A key innovation resulting in the partnership between the textile factory, the university and the research platform it has created is the invention of TAMI Dye.
“It was developed from the Marigold Tagetes Minutas weed by Moi University vice chancellor and professor Richard Mibey,” explained Kipkurgat. “The invention has lowered the cost of importing dyes for the manufacture of fabrics. This in turn has lowered the cost of production.”
Adding that “the textile production processes consume huge volumes of water, wood fuel, dyes and energy that hinder our company from achieving its growth targets due to the high cost of electricity and dyes,” he said Rivatex recently began “focusing on undertaking research and investment in the area of renewable energy in order to cut down on production costs.”
Phytotextiles — phytochemicals in textiles — is another area the company is embracing. The World Bank recently granted funding amounting to 600 million Kenyan shillings, or $5.9 million, for Moi University to give Rivatex a major facelift that will include, according to the university’s director of research, Simeon Kipkoech Mining, Rivatex receiving “new machinery and technology that will make it a regional center of excellence. This will enhance research and dissemination of knowledge in phytochemical textiles and renewable energy.”
The university and Rivatex have also forged significant partnerships with several international institutions. The establishment and operationalization, for example, of the textile laboratory housed at Rivatex “was supported by the collaboration with the Flemish Interuniversity Council for Development Cooperation in Belgium.”
Other international collaborations include Indiana University and Oklahoma University in the U.S., Busitema University in Uganda, Alexandria University in Egypt, and, most recently, Donghua University in China.
The collaboration with Shanghai-based Donghua University in 2015 led to the launch of the Confucius Institute at Rivatex.
“The linkage with Donghua University, it is anticipated, will train students in fashion and design within the tailoring department,” said Kipkurgat.
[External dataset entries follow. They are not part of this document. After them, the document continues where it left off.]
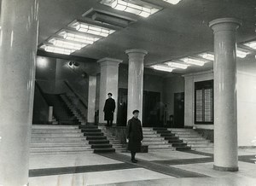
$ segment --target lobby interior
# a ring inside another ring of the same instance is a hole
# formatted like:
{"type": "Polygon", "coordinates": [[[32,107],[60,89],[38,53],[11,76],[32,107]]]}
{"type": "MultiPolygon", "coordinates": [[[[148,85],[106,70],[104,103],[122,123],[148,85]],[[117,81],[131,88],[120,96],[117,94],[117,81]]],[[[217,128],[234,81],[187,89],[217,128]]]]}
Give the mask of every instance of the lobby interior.
{"type": "Polygon", "coordinates": [[[256,185],[254,0],[0,3],[0,186],[256,185]],[[83,119],[48,104],[71,92],[83,119]],[[136,164],[124,142],[134,109],[150,141],[136,164]],[[86,126],[119,139],[103,145],[115,152],[90,147],[86,126]],[[84,132],[84,150],[46,153],[38,130],[84,132]],[[189,132],[207,146],[185,142],[189,132]]]}

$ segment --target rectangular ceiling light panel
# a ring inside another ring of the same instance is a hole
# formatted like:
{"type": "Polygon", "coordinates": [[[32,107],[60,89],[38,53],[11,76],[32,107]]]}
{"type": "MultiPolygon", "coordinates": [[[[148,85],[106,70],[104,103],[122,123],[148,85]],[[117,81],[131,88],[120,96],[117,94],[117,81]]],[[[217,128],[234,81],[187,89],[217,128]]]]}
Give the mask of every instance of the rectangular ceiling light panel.
{"type": "Polygon", "coordinates": [[[214,61],[214,55],[208,53],[208,52],[202,53],[198,55],[200,55],[202,58],[207,59],[207,60],[214,61]]]}
{"type": "Polygon", "coordinates": [[[70,26],[75,28],[77,31],[81,32],[90,33],[102,37],[108,37],[109,34],[115,32],[114,30],[109,28],[79,21],[74,22],[70,26]]]}
{"type": "Polygon", "coordinates": [[[71,53],[75,51],[75,49],[63,49],[63,48],[50,46],[47,44],[44,44],[43,46],[41,46],[41,48],[44,49],[44,50],[47,52],[58,53],[62,55],[70,55],[71,53]]]}
{"type": "Polygon", "coordinates": [[[151,67],[153,67],[155,70],[159,70],[159,71],[165,71],[165,72],[172,72],[172,70],[174,69],[173,67],[170,67],[168,66],[163,66],[163,65],[153,65],[151,66],[151,67]]]}
{"type": "Polygon", "coordinates": [[[249,54],[249,52],[247,52],[247,51],[244,51],[241,49],[236,49],[236,56],[237,57],[245,58],[248,54],[249,54]]]}
{"type": "Polygon", "coordinates": [[[143,17],[148,17],[150,15],[160,10],[158,7],[140,0],[102,0],[101,3],[120,11],[131,13],[143,17]]]}
{"type": "Polygon", "coordinates": [[[171,4],[177,4],[181,0],[163,0],[164,2],[167,2],[171,4]]]}
{"type": "Polygon", "coordinates": [[[190,57],[185,57],[181,59],[185,63],[191,64],[191,65],[197,65],[197,66],[203,66],[206,62],[206,61],[201,60],[201,59],[194,59],[190,57]]]}
{"type": "Polygon", "coordinates": [[[100,38],[93,37],[91,35],[75,34],[67,31],[61,32],[58,35],[66,40],[75,41],[84,44],[92,44],[94,42],[100,39],[100,38]]]}
{"type": "Polygon", "coordinates": [[[87,45],[84,44],[75,44],[75,43],[70,42],[70,41],[63,41],[59,38],[51,38],[49,40],[49,43],[51,43],[51,44],[53,44],[53,45],[57,46],[57,47],[76,49],[76,50],[79,50],[87,45]]]}
{"type": "Polygon", "coordinates": [[[189,65],[181,64],[177,62],[166,62],[170,67],[186,69],[189,65]]]}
Jointly operated by Donghua and Moi universities, the collaboration has enhanced capacity, skills transfer in textile engineering and fashion design, as well as creating a communication platform of bridging cooperation and establishing relationship between the Kenyan and Chinese governments.
“[International collaborations are] very important in the implementation of the Vision 2030 industrialization goals,” said Kipkurgat.
Visions 2030 is operated by Kenya’s Ministry of Industry, Investment and Trade and underlines the role of the manufacturing sector in creating employment and wealth.
The sector’s overall goal is to increase its contribution 10 percent per annum to gross domestic product through Vision 2030.
Various interventions have been proposed in the Vision to lead Kenya — a country with a population of over 45 million — toward global competitiveness and prosperity. According to the World Bank, Kenya’s GDP was at $60.94 billion in 2014 and growth was estimated at 5.4 percent in 2015.
World Bank country director for Kenya Diarietou Gaye said, “Kenya’s textile and apparel sector has the potential to grow, increase its contribution to GDP and serve as a source of gainful employment for its fast-growing, young population.”
The African Growth and Opportunity Act has been particularly beneficial to Kenya. For the period 2010 to 2014, the Export Processing Zone Authority said Kenya’s AGOA exports, employment and investment grew 17 percent, 12 percent and 21 percent per year, respectively, taking up a third of all apparel exports from Sub-Saharan Africa to the U.S. In the textile and apparel sector, Kenyan exports to the U.S. fell slightly in 2014 to $277.8 million from $282.9 million in 2013.